Thought to be one of the next advances in Night Vision, these tubes see well up into the Infra Red spectrum where skyglow and starlight are similarly bright to moonlight. As such, they can usually provide a high quality image regardless of whether a moon is available or not. Their ability to penetrate fog and smoke also allows use in overcast conditions and conditions of severe smoke and haze or heavy fog. Presently SWIR only exists as digital and is likely to see use in vehicle operations. These are not available in Australia that I've been able to determine.

LWIR - Long Wave Infra Red.

LWIR is also known as "Thermal" night vision. This sees long-wave infra-red radiation emitted by warm bodies such as people. It is most effective when there's a temperature difference between the target and the background. These are available in Australia, but are very expensive. If you have to ask how much they are, you can't afford one.

Image Inversion Systems common to ALL generations.

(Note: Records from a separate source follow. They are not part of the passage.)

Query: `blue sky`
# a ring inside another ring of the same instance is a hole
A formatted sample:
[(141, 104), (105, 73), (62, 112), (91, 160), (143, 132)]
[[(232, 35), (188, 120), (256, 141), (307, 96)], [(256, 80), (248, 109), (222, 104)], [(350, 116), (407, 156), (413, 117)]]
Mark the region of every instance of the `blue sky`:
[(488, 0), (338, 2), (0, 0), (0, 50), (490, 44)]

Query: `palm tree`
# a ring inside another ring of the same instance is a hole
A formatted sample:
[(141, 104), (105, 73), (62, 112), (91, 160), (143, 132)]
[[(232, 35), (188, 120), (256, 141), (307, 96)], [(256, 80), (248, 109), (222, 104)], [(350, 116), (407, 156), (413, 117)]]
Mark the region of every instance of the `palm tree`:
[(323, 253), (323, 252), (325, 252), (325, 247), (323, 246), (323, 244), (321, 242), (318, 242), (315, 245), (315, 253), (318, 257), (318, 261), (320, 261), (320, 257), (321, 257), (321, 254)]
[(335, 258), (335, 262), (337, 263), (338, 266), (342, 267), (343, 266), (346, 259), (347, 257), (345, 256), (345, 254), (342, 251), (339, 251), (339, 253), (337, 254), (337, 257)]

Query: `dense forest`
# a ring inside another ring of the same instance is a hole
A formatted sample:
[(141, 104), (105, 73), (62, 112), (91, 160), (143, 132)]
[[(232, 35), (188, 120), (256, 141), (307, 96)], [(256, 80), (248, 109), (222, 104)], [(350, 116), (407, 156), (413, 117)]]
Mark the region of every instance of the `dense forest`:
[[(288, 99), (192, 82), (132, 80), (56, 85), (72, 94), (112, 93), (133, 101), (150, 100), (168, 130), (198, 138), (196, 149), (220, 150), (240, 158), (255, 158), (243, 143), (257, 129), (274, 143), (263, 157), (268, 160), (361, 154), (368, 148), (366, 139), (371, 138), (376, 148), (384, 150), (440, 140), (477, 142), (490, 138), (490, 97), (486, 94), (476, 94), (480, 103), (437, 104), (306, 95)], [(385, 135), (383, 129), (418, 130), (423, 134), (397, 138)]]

In a normal optical system using tubes, there is an objective lens, a tube and an ocular lens. This leads to a problem where the image, if viewed, would be inverted due to the objective lens. To make the scopes useful, an additional "inversion" point must exist within a night vision device.

• Inverter Tubes - These tubes use an electron lens within the tube itself which inverts the image.
• Fiber Plate inverter - A fiber plate is twisted through 180 degrees and used to invert the image.
• Eyepiece inversion - A special eyepiece inverts the image.
• Second Focal Plane tube - This tube is located at the second focal plane of the objective lens system and includes day scopes with interchangeable ocular lenses and night vision tubes.
• Roof prism - Includes using mirrors to invert the image, either before or after the tube.
• Intensified CCD - Using a camera, the camera can simply be installed upside down.